Smoke, Mirrors and the Disappearance of Polio
Dr Suzanne Humphries (2011)
In this presentation, board certified nephrologist Dr Suzanne Humphries traces the real reasons for the decline of poliomyelitis (aka infantile paralysis) in the US. She begins by describing the natural course of polio virus infection. Ninety-five percent of infected patients have no symptoms whatsoever, 4% have fever, headache and flu-like symptoms and 1% develop poliomyelitis (paralysis). The reason paralysis develops is because a defect in cell mediated immunity (CMI)* allows the virus to enter the central nervous system.
Humphries has spent years tracking down toxic environmental exposures known to impede cell mediated immunity. She has identified four that closely correlate with increased rates of polio infection in the 1940s and 1950s.
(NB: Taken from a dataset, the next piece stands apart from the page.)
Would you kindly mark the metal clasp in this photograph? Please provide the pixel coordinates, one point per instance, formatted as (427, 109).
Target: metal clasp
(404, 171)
The first was increased use of infant formula contaminated with high levels of DDT and arsenic (in the forties and fifties, dairy cows were heavily treated with DDT and arsenic to suppress infectious disease).
The second was heavy use of DDT, which can cause flaccid paralysis independent of infection with polio virus, in middle class schools and households. Children and their food were routinely sprayed with DDT in the 1950s to protect them against infectious diseases. In addition, there were a wide variety of household products containing DDT. Humphries believes this may be a primary reason why “infantile paralysis” was far more prevalent in upper middle class families than in poor families who couldn’t afford these products.
The third was an epidemic level of tonsillectomies (in the 1950s, 85% of American children received tonsillectomies). Not only does tonsillectomy remove the primary barrier preventing infectious bacteria from entering the airway and gut, but the surgical trauma allows the polio virus direct access to the central nervous system. The link between tonsillectomies and infantile paralysis has been well documented since the early fifties, and surgeons were strongly warned not to do these procedures during “polio season.”
The fourth was a big increase in consumption of white sugar and and flour treated with quick lime, bleach and other toxic chemicals to whiten it.
Nearly all of these environmental exposures (DDT, arsenicals, tonsillectomies, toxic sugar and flour bleaches) were either banned or drastically curtailed at the end of the 1960s. According to Humphries, this, rather than vaccination, was the primary reason for the so-called eradication of polio in 1979.
An important secondary reason was an improvement in diagnosis of infantile paralysis. Following the introducing of polio vaccine in 1954, the medical establishment, eager to promote its effectiveness, were more careful to separate out other common causes of paralysis that were being misdiagnosed as polio (DDT and arsenic poisoning, Guillain Barre and coxsackie virus infection).
Franklin Roosevelt, who actually suffered from Guillain Barre, was the most famous person to be misdiagnosed with polio.
Humphries also briefly touches on the disaster caused by the introduction of the Salk vaccine and the 1955 Cutter incident, in which 220,000 children were accidentally infected with live polio virus, resulting in 200 cases of permanent paralysis and ten deaths.
*In cell mediated immunity (CMI), which is separate from the humoral immunity (involving antibodies), special attack cells kill the invading organisms. Vaccines only stimulate antibody production – they have no effect whatsoever on CMI.